5. Flow control/congestion control
Flow control prevents the sender from sending too fast and exhausting the receiver's resources, so that the receiver has no time to process.
Congestion control prevents the sender from sending messages too fast, causing the network to have no time to process and causing congestion, which in turn causes the performance of this part and even the entire network to decline. In severe cases, it may even cause network communication services to come to a standstill.
6. The thundering herd effect
The thundering herd effect is also called the thundering group effect, but what is it called? In short, the thundering herd phenomenon is when multiple processes (multiple threads) block and wait for the same process at the same time. During an event (sleep state), if the event you are waiting for occurs, it will wake up all the waiting processes (or threads), but in the end only one process (thread) may obtain "control" of this time. When processing this event, other processes (threads) fail to obtain "control" and can only re-enter the sleep state. This phenomenon and waste of performance are called panic groups.
7. NAT
NAT (Network Address Translation) is to replace the address information in the IP packet header. NAT is usually deployed at the network egress of an organization to provide public network reachability and upper-layer protocol connectivity by replacing the internal network IP address with the egress IP address.
Fault exception
1. Downtime
Downtime generally refers to the computer host crashing due to unexpected failure. Secondly, some servers, such as database deadlocks, can also be called downtime. Some services on some servers hang up, so to speak.
2. coredump
When a program error occurs and is interrupted abnormally, the OS will store the current status of the program's work into a coredunmp file. Usually coredump files contain memory, register status, stack pointer, memory management information, etc. when the program is running.
3. Cache Penetration/Breakdown/Avalanche
Cache Penetration: Cache penetration refers to querying a data that must not exist. Since the cache is not hit, it needs to be retrieved from When querying the database, if the data cannot be found, it will not be written to the cache. This will cause the non-existent data to be queried in the database every time it is requested, which will put pressure on the database.
Cache breakdown: Cache breakdown refers to when a hotspot key expires at a certain point in time, and there are a large number of concurrent requests for this key at this point in time, resulting in a large number of The request hits the db.
Cache avalanche: Cache avalanche refers to the expiration time of a large batch of data in the cache, and the huge amount of query data causes excessive pressure on the database or even downtime.
The difference from cache breakdown is that cache breakdown is the failure of hotspot keys, and cache avalanche is the failure of a large number of keys at the same time.
4. 500/501/502/503/504/505
500 Internal Server Error: Internal service error. Generally, the server encounters an unexpected situation and cannot complete the request. Possible reasons:
1. Program error, such as ASP or PHP syntax error;
2. System resource limit cannot be achieved due to high concurrency. Caused by opening too many files.
501 Not implemented: The server does not understand or support the requested HTTP request.
502 Bad Gateway: The WEB server is faulty.
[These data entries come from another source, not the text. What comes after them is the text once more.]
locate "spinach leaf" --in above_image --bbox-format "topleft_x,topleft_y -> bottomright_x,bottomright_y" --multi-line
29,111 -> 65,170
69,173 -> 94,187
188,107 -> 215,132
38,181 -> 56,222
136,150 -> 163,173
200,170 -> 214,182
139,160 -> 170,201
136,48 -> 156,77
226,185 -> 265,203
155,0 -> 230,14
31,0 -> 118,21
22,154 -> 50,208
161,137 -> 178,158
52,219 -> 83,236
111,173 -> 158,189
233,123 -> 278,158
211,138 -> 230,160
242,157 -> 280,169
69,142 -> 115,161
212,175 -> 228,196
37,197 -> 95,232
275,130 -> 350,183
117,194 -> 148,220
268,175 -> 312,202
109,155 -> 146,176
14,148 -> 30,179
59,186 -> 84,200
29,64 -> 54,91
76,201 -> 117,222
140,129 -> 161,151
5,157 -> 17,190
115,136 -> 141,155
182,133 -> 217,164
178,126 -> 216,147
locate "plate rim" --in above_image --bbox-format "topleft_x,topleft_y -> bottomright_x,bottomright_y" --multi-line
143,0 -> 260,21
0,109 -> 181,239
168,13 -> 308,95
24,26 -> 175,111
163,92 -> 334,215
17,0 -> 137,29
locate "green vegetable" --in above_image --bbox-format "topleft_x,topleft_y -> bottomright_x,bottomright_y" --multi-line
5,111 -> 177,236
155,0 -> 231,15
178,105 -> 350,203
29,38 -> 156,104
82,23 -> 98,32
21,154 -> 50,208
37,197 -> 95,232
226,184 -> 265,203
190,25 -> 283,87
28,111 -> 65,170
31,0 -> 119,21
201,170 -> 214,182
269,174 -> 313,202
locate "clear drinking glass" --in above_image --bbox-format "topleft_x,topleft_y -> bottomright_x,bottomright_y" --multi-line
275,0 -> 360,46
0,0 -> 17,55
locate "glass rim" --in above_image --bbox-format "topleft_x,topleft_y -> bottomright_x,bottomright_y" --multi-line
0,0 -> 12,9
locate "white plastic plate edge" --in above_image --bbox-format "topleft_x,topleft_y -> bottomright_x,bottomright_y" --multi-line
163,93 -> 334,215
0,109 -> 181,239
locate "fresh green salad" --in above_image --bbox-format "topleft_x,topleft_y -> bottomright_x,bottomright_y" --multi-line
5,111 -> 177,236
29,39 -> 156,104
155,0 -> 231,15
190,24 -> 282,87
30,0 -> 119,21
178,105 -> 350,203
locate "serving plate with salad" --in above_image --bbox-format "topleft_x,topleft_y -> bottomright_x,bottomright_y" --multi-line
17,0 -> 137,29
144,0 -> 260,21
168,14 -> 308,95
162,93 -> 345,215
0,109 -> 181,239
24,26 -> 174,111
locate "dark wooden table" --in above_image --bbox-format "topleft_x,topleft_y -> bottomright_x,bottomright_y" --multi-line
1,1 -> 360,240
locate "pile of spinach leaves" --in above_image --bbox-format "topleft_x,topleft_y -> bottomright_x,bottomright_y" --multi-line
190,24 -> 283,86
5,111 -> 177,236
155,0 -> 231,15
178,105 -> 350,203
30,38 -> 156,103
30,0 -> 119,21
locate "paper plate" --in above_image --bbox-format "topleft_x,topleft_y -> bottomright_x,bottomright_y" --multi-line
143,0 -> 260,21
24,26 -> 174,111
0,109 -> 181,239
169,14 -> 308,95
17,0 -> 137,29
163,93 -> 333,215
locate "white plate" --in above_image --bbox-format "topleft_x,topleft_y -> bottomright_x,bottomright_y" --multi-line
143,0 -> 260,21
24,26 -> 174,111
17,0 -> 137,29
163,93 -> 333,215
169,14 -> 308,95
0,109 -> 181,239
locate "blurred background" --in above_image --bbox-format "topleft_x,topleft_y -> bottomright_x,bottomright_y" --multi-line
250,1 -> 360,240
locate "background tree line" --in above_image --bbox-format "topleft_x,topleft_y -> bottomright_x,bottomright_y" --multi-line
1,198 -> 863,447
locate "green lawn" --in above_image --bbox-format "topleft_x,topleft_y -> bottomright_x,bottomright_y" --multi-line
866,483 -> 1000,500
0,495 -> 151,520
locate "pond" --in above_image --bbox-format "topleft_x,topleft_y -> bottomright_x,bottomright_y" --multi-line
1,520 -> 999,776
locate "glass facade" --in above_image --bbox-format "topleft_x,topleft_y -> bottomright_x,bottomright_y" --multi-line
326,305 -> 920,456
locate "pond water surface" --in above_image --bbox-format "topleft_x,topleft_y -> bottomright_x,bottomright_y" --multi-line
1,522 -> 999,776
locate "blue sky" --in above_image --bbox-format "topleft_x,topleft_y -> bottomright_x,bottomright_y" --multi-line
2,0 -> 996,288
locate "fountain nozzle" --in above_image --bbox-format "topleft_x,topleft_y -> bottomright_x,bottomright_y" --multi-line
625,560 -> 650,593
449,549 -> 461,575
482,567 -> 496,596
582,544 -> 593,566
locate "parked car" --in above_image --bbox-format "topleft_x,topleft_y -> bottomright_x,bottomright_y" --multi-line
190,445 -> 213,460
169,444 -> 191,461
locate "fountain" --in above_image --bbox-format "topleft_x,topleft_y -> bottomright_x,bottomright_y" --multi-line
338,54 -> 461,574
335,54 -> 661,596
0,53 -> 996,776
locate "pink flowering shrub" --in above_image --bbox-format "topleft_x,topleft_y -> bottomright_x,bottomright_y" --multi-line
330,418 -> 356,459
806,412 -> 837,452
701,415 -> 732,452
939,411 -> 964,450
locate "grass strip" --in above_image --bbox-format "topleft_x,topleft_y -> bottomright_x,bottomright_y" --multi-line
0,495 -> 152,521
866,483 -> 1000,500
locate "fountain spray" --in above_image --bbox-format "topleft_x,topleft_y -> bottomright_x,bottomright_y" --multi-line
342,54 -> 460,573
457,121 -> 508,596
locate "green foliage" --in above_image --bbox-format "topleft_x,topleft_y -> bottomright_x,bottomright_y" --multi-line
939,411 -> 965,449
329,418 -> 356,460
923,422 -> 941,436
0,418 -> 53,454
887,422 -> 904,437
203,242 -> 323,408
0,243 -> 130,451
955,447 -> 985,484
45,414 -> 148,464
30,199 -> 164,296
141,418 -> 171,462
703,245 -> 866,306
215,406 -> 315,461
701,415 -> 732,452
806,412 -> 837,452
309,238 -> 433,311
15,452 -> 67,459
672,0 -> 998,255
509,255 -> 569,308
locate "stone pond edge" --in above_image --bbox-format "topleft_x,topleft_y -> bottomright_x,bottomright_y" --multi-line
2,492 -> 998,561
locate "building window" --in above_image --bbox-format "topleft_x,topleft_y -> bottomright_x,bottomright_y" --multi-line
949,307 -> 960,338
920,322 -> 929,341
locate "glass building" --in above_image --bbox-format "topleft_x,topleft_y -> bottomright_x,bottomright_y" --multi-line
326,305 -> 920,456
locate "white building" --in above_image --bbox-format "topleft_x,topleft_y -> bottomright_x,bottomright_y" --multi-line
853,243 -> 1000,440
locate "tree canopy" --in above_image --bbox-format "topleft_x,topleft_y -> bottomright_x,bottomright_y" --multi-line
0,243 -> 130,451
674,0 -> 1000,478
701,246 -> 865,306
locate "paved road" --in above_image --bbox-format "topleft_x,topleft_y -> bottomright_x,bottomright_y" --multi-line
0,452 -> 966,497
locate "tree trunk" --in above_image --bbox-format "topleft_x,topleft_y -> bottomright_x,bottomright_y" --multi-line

It may be due to insufficient program processes. The requested php-fpm has been executed, but has not been completed for some reason, eventually causing the php-fpm process to terminate. Possible reasons:
1. Nginx server, the number of php-cgi processes is not enough;
#2. PHP execution time is too long;
3. The php-cgi process died;
503 Service Unavailable: The server is currently unavailable. The system maintenance server is temporarily unable to process the client's request. This is only a temporary state. You can contact the server provider.
504 Gateway Timeout: The server 504 error indicates a timeout, which means that the request sent by the client does not reach the gateway, and the request does not reach php-fpm that can be executed. This is generally related to the configuration of nginx.conf.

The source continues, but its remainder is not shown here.